わちゃわちゃしてた鏡音がいなくなって、照明は赤に変わる。MEIKOさんのお出ましだ。曲は「Nostalogic」。「M.E.I.K.O」のコールが小気味良い。それから青い照明と共に現れたのはKAITOさん。これまた大歓声で迎えられる。お客さんの多くは男性だから、男性ボーカロイドであるKAITOさんに対する歓声はもしかして薄いのかな?とか思っていたけど、どうやら杞憂だったみたいだ。「KAITOー!」という野太い歓声につつまれて、KAITOさんは「スノーマン」を歌った。この日登場した男性ボーカロイドはKAITOさんだけだったけど、低い声は落ち着いていて心地良かった。(9月9日追記:エゴサしたら指摘されてて気付いたんだけど、レンくん男の子だわ。男"声"ならまだしも。レンくんが可愛すぎるのが悪い。嘘ですレンくん超ごめん。)
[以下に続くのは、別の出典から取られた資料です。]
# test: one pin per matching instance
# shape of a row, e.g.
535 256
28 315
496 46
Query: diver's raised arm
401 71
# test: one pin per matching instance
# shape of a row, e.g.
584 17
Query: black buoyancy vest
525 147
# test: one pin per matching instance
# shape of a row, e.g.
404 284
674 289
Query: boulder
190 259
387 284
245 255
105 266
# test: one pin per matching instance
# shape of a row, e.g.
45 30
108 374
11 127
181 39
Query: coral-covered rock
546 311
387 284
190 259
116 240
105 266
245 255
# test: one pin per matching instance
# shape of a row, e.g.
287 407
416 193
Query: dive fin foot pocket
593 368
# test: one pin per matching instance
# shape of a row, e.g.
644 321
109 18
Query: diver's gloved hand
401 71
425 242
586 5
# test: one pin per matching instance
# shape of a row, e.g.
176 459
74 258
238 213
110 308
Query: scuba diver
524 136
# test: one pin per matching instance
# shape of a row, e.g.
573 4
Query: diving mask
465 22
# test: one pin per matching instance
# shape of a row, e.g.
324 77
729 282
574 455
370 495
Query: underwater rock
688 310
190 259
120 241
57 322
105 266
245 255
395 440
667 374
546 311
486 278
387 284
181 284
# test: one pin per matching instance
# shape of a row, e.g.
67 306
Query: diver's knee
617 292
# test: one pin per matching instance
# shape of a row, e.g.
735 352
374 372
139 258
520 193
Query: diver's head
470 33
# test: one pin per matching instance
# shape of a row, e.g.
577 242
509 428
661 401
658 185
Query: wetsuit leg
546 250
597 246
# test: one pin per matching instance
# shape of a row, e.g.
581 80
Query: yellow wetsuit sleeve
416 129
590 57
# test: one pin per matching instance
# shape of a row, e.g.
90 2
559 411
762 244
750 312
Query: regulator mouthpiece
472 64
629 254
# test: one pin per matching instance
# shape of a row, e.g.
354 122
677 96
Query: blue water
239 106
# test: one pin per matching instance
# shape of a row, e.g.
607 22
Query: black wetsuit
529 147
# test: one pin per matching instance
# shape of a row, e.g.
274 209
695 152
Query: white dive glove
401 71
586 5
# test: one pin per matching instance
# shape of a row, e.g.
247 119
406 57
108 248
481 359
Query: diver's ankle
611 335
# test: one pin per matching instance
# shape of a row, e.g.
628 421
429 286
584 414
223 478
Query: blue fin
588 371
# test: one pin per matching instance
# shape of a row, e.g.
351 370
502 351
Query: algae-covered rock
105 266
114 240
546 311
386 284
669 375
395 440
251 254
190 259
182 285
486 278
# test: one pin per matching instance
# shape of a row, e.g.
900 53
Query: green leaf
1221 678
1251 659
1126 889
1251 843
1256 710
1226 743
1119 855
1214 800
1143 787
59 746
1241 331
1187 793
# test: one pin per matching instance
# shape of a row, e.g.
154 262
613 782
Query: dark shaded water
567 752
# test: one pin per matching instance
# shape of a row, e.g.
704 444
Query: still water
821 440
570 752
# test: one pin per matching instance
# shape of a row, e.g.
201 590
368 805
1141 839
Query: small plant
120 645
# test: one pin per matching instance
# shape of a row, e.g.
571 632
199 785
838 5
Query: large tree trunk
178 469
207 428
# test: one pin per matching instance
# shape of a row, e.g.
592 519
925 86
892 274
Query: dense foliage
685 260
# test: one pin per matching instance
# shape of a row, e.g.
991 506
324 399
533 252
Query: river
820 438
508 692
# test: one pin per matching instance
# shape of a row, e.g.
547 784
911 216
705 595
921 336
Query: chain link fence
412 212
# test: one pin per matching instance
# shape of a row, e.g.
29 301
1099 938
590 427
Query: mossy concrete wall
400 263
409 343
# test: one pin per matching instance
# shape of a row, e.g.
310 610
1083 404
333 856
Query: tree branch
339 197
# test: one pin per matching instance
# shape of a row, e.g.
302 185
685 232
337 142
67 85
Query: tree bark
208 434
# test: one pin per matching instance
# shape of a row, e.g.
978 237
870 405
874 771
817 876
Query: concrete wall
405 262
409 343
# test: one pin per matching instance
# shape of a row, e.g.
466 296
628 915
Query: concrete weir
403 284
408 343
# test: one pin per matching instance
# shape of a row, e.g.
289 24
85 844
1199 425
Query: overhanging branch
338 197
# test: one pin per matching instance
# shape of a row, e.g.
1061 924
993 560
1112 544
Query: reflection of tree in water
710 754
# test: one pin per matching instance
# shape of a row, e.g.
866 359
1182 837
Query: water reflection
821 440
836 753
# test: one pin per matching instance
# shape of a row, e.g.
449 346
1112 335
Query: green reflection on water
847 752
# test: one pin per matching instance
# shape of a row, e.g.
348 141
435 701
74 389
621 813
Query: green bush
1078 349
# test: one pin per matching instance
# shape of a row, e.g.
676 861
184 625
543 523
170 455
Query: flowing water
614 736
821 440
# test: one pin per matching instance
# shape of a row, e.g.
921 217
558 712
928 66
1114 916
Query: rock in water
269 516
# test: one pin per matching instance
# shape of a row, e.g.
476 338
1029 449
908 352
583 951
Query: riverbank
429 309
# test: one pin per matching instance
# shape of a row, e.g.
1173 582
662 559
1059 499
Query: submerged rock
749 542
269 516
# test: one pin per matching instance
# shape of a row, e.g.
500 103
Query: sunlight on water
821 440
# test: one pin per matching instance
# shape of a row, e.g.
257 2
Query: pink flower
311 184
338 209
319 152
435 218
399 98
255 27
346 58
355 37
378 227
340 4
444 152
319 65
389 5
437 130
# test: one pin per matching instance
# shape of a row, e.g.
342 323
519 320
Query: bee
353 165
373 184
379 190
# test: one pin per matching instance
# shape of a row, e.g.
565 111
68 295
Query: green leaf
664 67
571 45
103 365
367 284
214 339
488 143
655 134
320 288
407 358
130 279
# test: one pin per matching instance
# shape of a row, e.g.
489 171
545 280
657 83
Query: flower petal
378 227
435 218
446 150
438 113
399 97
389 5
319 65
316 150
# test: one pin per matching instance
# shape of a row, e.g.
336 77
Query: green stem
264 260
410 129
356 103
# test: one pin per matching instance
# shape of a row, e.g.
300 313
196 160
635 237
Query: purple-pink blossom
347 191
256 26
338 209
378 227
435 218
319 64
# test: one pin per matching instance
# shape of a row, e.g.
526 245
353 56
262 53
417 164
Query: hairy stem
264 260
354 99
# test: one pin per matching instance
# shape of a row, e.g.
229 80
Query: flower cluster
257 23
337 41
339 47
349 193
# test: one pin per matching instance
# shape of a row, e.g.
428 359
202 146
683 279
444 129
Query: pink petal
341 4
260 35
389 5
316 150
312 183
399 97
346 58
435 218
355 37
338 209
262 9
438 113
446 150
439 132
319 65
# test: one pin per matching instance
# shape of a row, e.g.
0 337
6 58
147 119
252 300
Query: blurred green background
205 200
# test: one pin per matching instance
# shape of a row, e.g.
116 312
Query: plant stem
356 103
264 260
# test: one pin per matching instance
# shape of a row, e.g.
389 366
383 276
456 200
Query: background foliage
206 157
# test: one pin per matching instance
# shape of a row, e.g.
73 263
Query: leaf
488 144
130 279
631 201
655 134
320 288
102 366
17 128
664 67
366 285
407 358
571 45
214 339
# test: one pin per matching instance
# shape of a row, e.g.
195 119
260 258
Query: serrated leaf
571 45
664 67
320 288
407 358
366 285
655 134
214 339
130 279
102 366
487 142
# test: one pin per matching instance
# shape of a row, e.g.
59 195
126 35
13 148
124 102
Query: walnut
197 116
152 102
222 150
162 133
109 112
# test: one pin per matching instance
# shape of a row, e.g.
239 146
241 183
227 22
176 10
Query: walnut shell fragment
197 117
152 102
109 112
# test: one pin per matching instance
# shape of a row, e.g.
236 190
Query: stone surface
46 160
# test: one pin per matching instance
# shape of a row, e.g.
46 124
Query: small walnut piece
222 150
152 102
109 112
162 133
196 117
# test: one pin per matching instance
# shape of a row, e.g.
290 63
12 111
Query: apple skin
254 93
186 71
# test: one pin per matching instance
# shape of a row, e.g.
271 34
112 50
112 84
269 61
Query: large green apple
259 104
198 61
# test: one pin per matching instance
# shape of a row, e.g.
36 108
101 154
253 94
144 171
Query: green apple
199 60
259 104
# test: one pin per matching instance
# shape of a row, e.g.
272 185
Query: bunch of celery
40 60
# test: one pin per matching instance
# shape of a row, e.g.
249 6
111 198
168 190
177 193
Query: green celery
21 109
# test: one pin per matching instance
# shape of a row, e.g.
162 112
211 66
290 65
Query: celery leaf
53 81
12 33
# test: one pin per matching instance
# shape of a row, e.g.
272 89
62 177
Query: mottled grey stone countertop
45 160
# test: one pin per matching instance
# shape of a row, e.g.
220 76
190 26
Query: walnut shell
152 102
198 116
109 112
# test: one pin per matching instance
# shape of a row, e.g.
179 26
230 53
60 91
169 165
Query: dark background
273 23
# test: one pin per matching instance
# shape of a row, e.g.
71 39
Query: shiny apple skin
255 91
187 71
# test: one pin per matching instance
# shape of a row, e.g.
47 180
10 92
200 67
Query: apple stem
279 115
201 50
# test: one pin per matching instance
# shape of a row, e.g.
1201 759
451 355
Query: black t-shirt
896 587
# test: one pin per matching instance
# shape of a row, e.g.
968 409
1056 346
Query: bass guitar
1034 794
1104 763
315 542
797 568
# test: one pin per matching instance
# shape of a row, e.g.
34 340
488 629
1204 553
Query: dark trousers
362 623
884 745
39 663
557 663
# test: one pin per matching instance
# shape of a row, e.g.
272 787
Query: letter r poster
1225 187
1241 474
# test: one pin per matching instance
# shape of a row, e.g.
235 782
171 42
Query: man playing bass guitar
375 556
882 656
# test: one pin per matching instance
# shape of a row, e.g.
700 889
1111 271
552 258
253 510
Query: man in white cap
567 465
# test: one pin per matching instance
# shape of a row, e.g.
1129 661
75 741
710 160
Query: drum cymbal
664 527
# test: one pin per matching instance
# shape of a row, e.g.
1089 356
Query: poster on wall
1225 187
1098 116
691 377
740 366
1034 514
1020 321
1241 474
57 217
深海少女」「Sweet devil」「二次元ドリーマー」「キャットフード」あたりでは、ミクさんの衣装の変化も楽しかった。ギターを弾きながら歌ってたのは「アンハッピーリフレイン」だったかな(違ったかも)。通常であればお色直しにはそれなりに時間がかかるものだから、こんなに一曲一曲、衣装も髪型も変わるアーティストはいない。ミクさんがバーチャルな存在だからこそ為せる技だ。一つ一つの衣装が可愛らしくて、何を着ても似合ってしまうミクさんが同性としてちょっぴり羨ましくなる。そりゃあ、熱烈なファンもつくわけだ。


なかなかルカさんが出てこないなと思っていたら、後半の「愛Dee」でようやく登場!ルカさんがDJ、ミクさんが踊りながら歌う。かーわいい!

からの「Just Be Friends」。卑怯。それから続けて「shake it」では、鏡音を引き連れたミクさん(狂喜)!可愛いという言葉もそろそろ使い飽きてきたけれど、ひたすらに可愛い。レンくんのダンス、キレッキレ。リンちゃん、楽しそう。そして、この2人をバックに引き連れたミクさんがすごくお姉さんに見えて、何かもう泣きそうになるくらい可愛かった。わたしはどうやら、自分で思ってた以上に鏡音を好きだったらしい。


「Packaged」「ワールドイズマイン」の後、「皆、ありがとう。次で最後の曲です」というミクさんのぎこちないMCの後、歌われたのは「ODDS&ENDS」。

ならあたしの声を使えばいいよ 人によっては理解不能で
なんて耳障り ひどい声だって言われるけど

きっと君の力になれる だからあたしを歌わせてみて
そう君の 君だけの言葉でさ

綴って連ねて あたしがその思想(コトバ)を叫ぶから
描いて理想を その思いは誰にも触れさせない

ガラクタの声はそして響く ありのままを不器用に繋いで
目一杯に 大声を上げる

ボカロPとミクさんの物語を、ぎゅっと詰め込んだような1曲。この曲は、supercellのryoがミクさんに歌わせたものだけど、どうにもミクさん本人の言葉に聞こえてならない。不思議なものだ。武道館をいっぱいに満たす「ガラクタの声」に、胸の奥が温かくなった。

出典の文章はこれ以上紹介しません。